Die Fragen, die nicht entscheidend sind, lassen sich immer sofort beantworten. Etwa die, was zeitgemäßer sei - die von Mitarbeitern Steven Spielbergs auf einer CD-Rom aufbereitete Sammlung von Video-Interviews mit Holocaust-Überlebenden oder ein mehr oder weniger abstraktes Holocaust-Mahnmal, "Nauman" (Tagesspiegel) oder der Nowhere Man.

Etwas schwerer zu beantworten ist die Frage, was aufgeklärter, bewußter, politischer ist. Man braucht dann wenigstens zwei Minuten, um sagen zu können: Ich nehme den Nowhere Man oder gar keinen.

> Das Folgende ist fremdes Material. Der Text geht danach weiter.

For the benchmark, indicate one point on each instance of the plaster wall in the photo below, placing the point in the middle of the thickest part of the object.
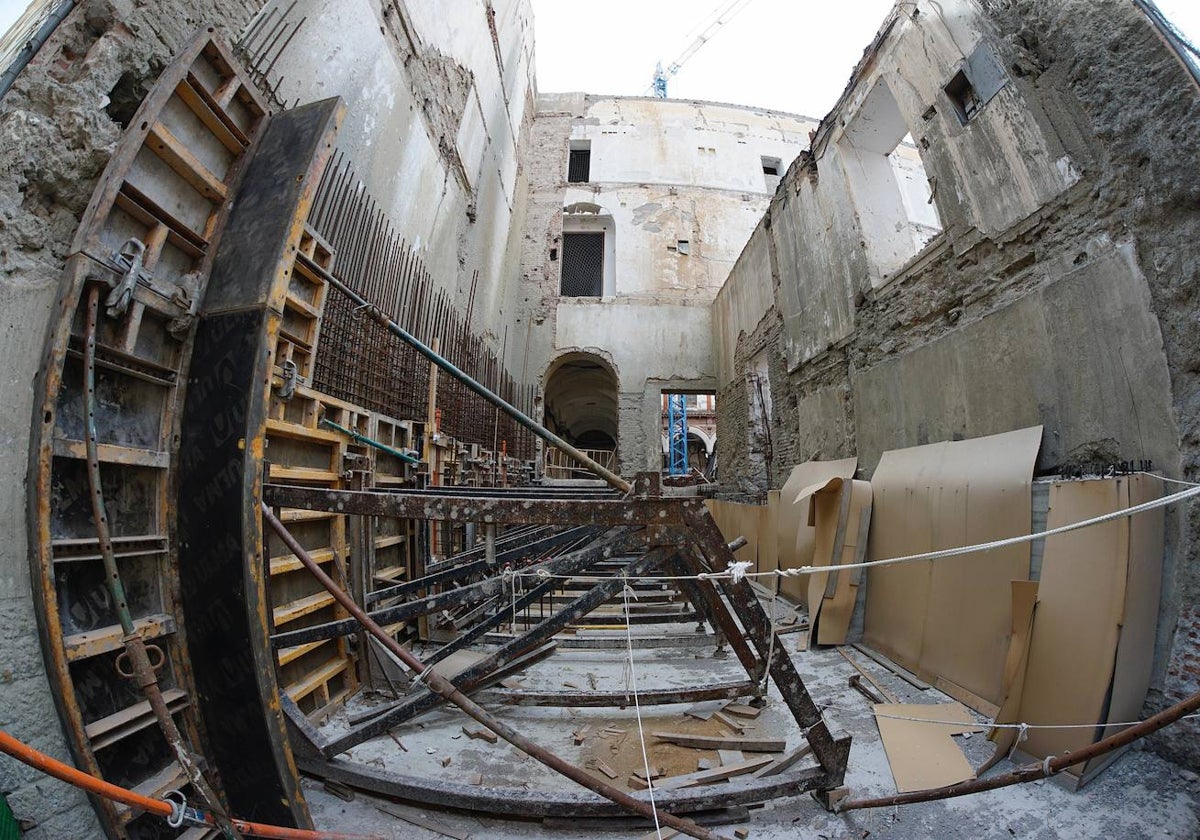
(1057, 293)
(681, 187)
(58, 127)
(438, 96)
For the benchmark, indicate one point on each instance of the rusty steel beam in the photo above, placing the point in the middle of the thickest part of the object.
(519, 802)
(575, 700)
(473, 676)
(473, 593)
(660, 511)
(833, 754)
(449, 691)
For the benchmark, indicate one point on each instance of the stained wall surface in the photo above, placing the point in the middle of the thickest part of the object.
(58, 127)
(678, 186)
(1055, 294)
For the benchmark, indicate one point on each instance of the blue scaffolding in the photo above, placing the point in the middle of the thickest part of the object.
(677, 435)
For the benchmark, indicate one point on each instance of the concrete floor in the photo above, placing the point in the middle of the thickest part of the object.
(1140, 796)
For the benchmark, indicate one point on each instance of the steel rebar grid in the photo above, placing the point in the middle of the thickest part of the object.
(447, 689)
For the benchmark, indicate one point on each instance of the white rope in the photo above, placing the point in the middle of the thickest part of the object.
(627, 591)
(993, 725)
(1194, 490)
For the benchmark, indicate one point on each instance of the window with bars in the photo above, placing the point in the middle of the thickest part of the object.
(579, 168)
(582, 265)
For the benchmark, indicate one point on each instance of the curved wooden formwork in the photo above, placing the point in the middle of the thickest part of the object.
(147, 240)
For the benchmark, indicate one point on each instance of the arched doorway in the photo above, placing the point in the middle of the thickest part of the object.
(581, 407)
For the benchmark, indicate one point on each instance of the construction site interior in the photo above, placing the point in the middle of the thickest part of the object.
(389, 449)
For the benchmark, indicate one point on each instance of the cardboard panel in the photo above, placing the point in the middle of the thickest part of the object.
(923, 755)
(737, 520)
(1080, 604)
(793, 534)
(841, 513)
(951, 618)
(1025, 597)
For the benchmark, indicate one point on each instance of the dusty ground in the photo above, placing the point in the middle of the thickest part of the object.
(1141, 796)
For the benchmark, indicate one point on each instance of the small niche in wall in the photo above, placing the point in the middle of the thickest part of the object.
(772, 169)
(973, 85)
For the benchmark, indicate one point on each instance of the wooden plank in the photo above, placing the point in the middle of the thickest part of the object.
(294, 430)
(887, 695)
(784, 762)
(903, 673)
(180, 159)
(198, 100)
(303, 474)
(287, 563)
(294, 610)
(294, 653)
(131, 719)
(108, 453)
(723, 743)
(707, 777)
(315, 679)
(106, 640)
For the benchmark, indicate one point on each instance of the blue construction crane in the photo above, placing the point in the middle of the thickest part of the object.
(720, 16)
(677, 435)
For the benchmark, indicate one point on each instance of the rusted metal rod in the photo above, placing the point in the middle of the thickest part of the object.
(477, 387)
(136, 653)
(1038, 771)
(447, 689)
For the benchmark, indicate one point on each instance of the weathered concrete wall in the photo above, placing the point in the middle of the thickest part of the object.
(437, 95)
(1060, 292)
(58, 127)
(660, 172)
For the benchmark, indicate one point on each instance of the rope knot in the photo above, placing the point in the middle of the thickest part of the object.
(738, 570)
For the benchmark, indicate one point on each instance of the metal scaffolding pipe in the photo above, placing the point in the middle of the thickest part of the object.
(448, 690)
(477, 387)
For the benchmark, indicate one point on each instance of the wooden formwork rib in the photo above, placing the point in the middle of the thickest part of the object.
(165, 186)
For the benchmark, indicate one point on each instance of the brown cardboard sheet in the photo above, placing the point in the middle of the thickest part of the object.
(923, 755)
(841, 513)
(1139, 619)
(1092, 640)
(1025, 597)
(951, 618)
(793, 534)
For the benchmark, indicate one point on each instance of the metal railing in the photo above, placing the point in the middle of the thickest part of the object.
(562, 466)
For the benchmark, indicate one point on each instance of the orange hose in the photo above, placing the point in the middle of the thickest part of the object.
(40, 761)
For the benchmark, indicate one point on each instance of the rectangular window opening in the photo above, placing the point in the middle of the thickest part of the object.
(963, 96)
(582, 265)
(579, 168)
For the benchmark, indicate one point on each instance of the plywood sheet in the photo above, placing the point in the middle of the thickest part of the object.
(923, 755)
(1025, 595)
(1139, 621)
(793, 534)
(841, 515)
(951, 618)
(1080, 604)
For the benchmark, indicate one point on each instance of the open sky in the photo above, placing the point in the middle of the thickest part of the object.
(792, 55)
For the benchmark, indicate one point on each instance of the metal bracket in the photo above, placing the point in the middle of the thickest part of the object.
(291, 378)
(129, 258)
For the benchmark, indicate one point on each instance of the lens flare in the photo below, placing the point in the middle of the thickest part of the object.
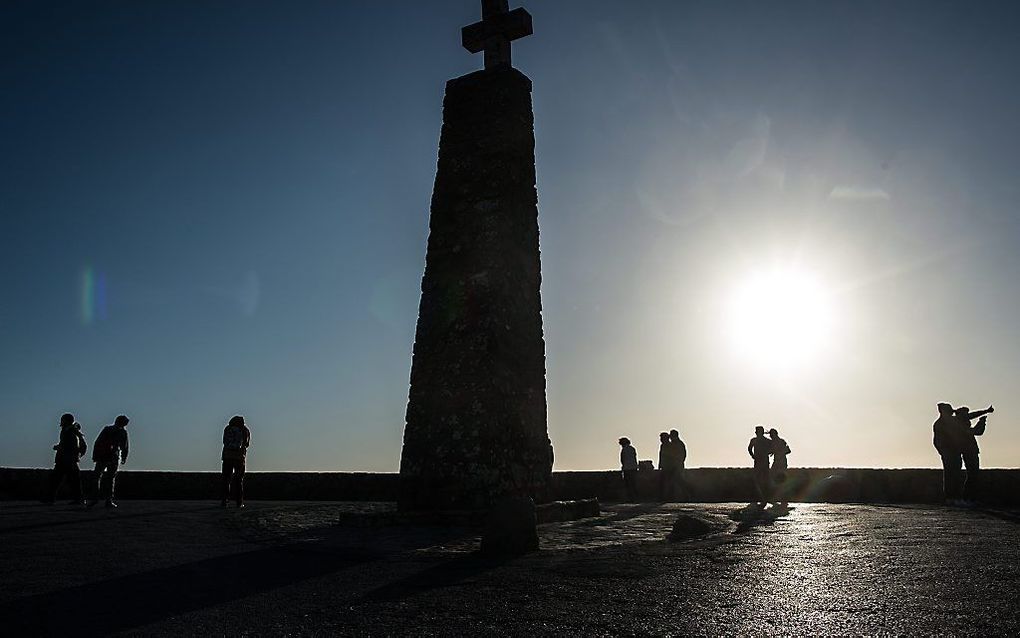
(93, 296)
(780, 320)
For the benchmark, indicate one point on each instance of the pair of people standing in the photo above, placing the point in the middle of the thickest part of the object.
(956, 440)
(672, 455)
(766, 477)
(108, 452)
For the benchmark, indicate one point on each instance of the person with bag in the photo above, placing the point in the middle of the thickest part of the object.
(69, 450)
(109, 452)
(237, 438)
(779, 465)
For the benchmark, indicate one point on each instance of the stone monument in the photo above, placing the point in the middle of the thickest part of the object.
(475, 429)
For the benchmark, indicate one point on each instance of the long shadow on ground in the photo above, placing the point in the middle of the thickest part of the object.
(138, 599)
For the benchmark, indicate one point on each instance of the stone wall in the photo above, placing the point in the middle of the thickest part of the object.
(707, 485)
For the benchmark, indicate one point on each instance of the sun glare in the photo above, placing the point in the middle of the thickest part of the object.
(780, 320)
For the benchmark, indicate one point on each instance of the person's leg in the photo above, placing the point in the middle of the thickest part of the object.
(111, 478)
(74, 475)
(972, 486)
(239, 482)
(56, 477)
(103, 480)
(953, 463)
(762, 485)
(628, 485)
(225, 482)
(680, 487)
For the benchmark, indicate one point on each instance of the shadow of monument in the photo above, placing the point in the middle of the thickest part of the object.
(441, 576)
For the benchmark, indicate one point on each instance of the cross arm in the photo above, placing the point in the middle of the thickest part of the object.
(512, 25)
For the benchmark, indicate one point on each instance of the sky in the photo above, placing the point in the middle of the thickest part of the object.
(803, 214)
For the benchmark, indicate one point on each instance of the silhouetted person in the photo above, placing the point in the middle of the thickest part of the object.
(949, 440)
(779, 465)
(628, 464)
(970, 449)
(69, 448)
(760, 448)
(109, 452)
(237, 438)
(679, 452)
(667, 468)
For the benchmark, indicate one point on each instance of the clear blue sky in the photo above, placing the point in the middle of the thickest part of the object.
(210, 208)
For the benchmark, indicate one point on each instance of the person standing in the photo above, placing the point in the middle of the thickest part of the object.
(628, 464)
(679, 452)
(948, 439)
(969, 448)
(237, 438)
(779, 464)
(109, 452)
(760, 448)
(69, 449)
(667, 468)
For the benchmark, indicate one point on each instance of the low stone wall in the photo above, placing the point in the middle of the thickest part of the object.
(704, 485)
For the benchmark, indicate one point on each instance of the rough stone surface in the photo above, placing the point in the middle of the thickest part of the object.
(475, 430)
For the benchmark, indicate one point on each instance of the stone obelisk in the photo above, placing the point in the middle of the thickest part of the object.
(475, 430)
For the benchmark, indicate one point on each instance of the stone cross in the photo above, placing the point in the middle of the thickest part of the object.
(499, 27)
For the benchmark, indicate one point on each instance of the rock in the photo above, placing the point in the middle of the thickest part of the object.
(686, 527)
(567, 510)
(511, 528)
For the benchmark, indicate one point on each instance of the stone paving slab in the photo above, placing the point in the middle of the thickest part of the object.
(189, 568)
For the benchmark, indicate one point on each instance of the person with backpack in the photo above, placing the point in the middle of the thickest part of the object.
(237, 438)
(69, 450)
(109, 452)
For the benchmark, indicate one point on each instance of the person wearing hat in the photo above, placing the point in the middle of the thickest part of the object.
(779, 464)
(237, 438)
(628, 464)
(109, 452)
(949, 441)
(69, 449)
(969, 449)
(760, 448)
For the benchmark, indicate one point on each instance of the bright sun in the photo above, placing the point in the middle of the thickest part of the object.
(780, 320)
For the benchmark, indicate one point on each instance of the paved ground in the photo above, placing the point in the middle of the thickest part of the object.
(185, 568)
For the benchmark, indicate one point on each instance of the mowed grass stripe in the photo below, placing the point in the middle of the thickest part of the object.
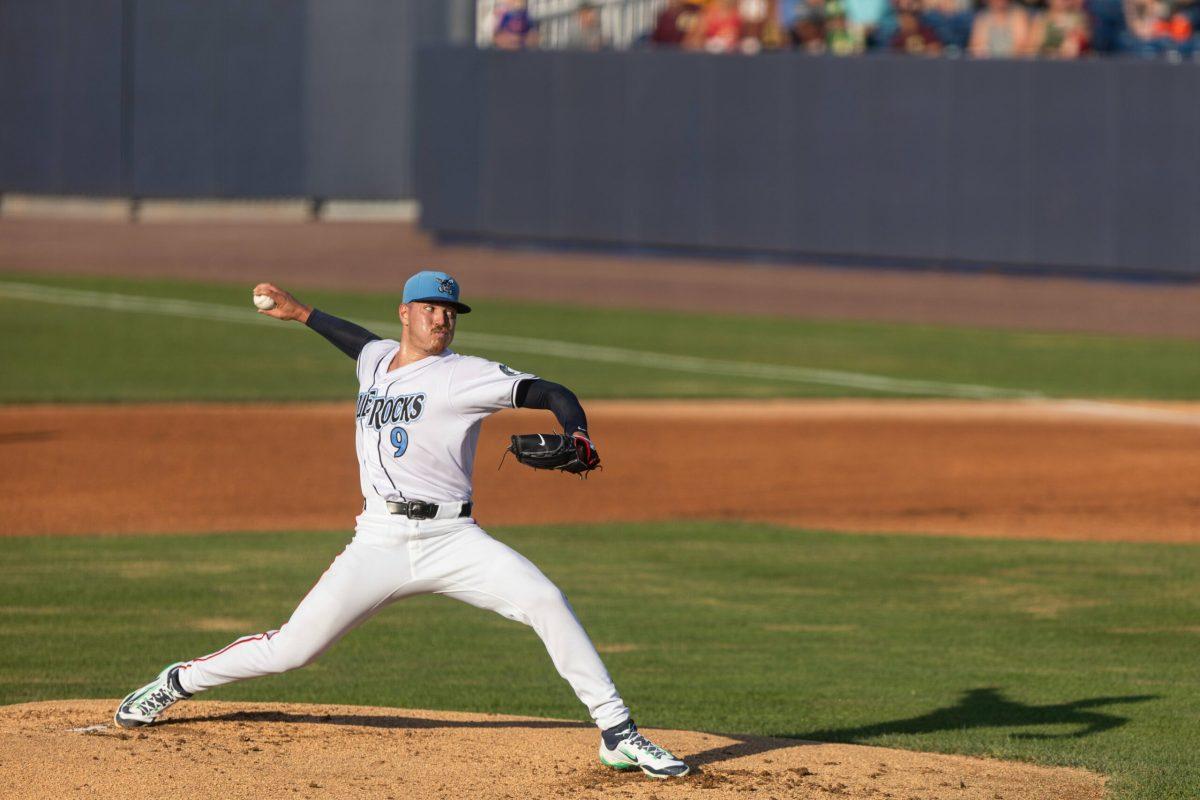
(192, 310)
(77, 353)
(1074, 654)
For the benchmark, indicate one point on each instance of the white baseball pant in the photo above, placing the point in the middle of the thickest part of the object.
(391, 558)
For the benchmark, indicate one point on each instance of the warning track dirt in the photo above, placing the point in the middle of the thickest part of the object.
(261, 750)
(1012, 469)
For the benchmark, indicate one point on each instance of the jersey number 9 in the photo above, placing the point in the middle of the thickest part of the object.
(399, 440)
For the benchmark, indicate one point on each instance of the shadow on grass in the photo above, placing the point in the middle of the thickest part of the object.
(988, 708)
(978, 708)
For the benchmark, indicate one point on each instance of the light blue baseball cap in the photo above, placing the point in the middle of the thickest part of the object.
(435, 287)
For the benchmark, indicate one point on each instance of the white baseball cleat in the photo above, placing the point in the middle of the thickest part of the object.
(623, 747)
(143, 707)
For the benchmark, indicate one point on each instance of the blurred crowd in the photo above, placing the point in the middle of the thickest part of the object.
(1055, 29)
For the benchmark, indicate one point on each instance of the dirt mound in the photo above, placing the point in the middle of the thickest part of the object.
(1049, 470)
(268, 750)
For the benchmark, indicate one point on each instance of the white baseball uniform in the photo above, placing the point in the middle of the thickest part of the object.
(417, 428)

Aber ist nicht das, was zeitgemäß ist, stets aufgeklärter, bewußter, politischer, besser? Ist nicht z.B. ein Mahnmal Teil der verquälten deutschen Gedenkkultur, die abgeschafft gehört, und eine Gedenk-CD-Rom faßlich, lehrreich, erschütternd, einfach modern? Wir kennen das Argument aus der Zeit, als die Serie "Holocaust" lief, und aus der, als Oskar Schindler die Herzen rührte: Die deutschen Intellektuellen hätten bloß über das Verbrechen der Verbrechen schwadroniert, da seien einige US-amerikanische Burschen gekommen, hätten das religiöse Bildverbot verletzt, die Geschmacksgrenzen überschritten, seien herrlich trivial und zeitgemäß gewesen. An die Stelle der geisterhaften Debatte hätten sie etwas sinnlich Faßbares gesetzt. "Schindler's List" habe den Holocaust dargestellt, hieß es damals anerkennend.

An dieser Auffassung ist alles falsch. Der Realismus samt seiner Einbildung, man könne symbolische Entsprechungen für die Wirklichkeit finden, ist keine US-amerikanische Erfindung, sondern eine des europäischen 19. Jahrhunderts. Im Gegensatz dazu formulierte das 18. Jahrhundert, das Zeitalter der Aufklärung, die Unmöglichkeit von Darstellung. Das ist nicht zeitgemäß, aber modern.

Zeugnisse werden abgelegt, sie sollten gehört werden. Aber Spielbergs Versuch, Zeugnisse in Videoclips zu zwingen, sie mit Routinefragen zu lenken, der Versuch, Leben zu katalogisieren, eine Totalität des Erinnerten anzustreben, ist obszön. (Jacques Derrida spricht in seinem neuen Buch, "Demeure", davon, ein Zeugnis anzuhören, verlange die Einsicht in dessen prekären Charakter. Er zitiert Paul Celan: "Niemand / zeugt für den / Zeugen".) Ebenso obszön war es, durch ein Mahnmal dem Gedenken staatliche Würden abtrotzen zu wollen.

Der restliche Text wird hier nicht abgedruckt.